II. – En cas d’impossibilité absolue d’affecter les fonds dans les conditions prévues à l’article 706-183 du code de procédure pénale, ces derniers sont affectés au budget général de l’État français.
III – La perte de recettes résultant pour l’État du I est compensée, à due concurrence, par la création d’une taxe additionnelle aux droits prévus aux articles 575 et 575 A du code général des impôts.
Objet
Le présent amendement reprend une proposition de loi, déposée par l'auteur de l'amendement et adoptée par le Sénat en mai 2019 afin d'instaurer un fonds d'affectation des avoirs issus de la corruption transnationale.
Selon une estimation de la Banque mondiale, les pays en développement et en transition perdent chaque année entre 20 et 40 milliards de dollars du fait de la corruption transnationale - un chiffre qui représente 20 à 40 % du montant de l'aide annuelle au développement.
À l'instar d'autres pays développés, la France héberge bon nombre de ces flux financiers illicites. La loi prévoit des sanctions patrimoniales et des mécanismes de recouvrement afin d'appréhender les produits de la corruption transnationale.
En France, la loi prévoit quatre destinations, par le biais de l'AGRASC, pour les fonds provenant des avoirs confisqués : l'indemnisation des parties civiles ; l'abondement de fonds spéciaux ; l'autofinancement de l'AGRASC ; l'abondement du budget général de l'État (affectation par défaut).
La confiscation des produits de la corruption transnationale se trouvant en France emporte le plus souvent transfert de leur propriété à l'État français et rien ne permet de garantir l'affectation des avoirs illicites confisqués au profit des pays et des populations qui en ont été privés.
Rien ne justifie que les avoirs ayant fait l'objet d'une décision de confiscation ne soient pas utilisés au bénéficie des populations d'origine - qui sont les premières victimes de la corruption. Toute autre solution ne peut que constituer une « double peine », les populations concernées subissant en effet les conséquences de la corruption de leurs élites dirigeantes et, en outre, des dysfonctionnements de leur appareil judiciaire.
La situation qui prévaut actuellement en France contraste avec les principes relatifs à la disposition et au transfert des avoirs confisqués en matière de grande corruption élaborés en 2005 par le G8. Le principe n° 2 prévoit notamment : « À chaque fois que cela est possible et approprié, sans porter préjudice aux autres victimes, les biens recouvrés dans des affaires de grande corruption devraient bénéficier aux populations des États victimes ».
La proposition de loi adoptée à l'unanimité par le Sénat vise à mettre en place un fonds dédié afin d'organiser l'affectation des avoirs afin que ces avoirs puissent être restitués aux pays d'origine.
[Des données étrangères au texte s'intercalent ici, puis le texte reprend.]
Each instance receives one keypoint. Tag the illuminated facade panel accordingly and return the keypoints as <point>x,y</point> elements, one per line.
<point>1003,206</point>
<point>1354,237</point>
Lors de l'examen de la proposition de loi, le gouvernement s'était engagé à s'emparer de ce sujet lors de l'examen du projet de loi de finances de 2020. La ministre au banc, Mme Amélie de Montchalin, avait ainsi déclaré : "Nous mènerons ce projet à terme, pour nous assurer que les crédits nécessaires figureront bien sur la ligne budgétaire appropriée dans le cadre du prochain budget". Cependant, aucune mesure n'a été prise par le Gouvernement pour inscrire le présent dispositif dans le PLF pour 2020.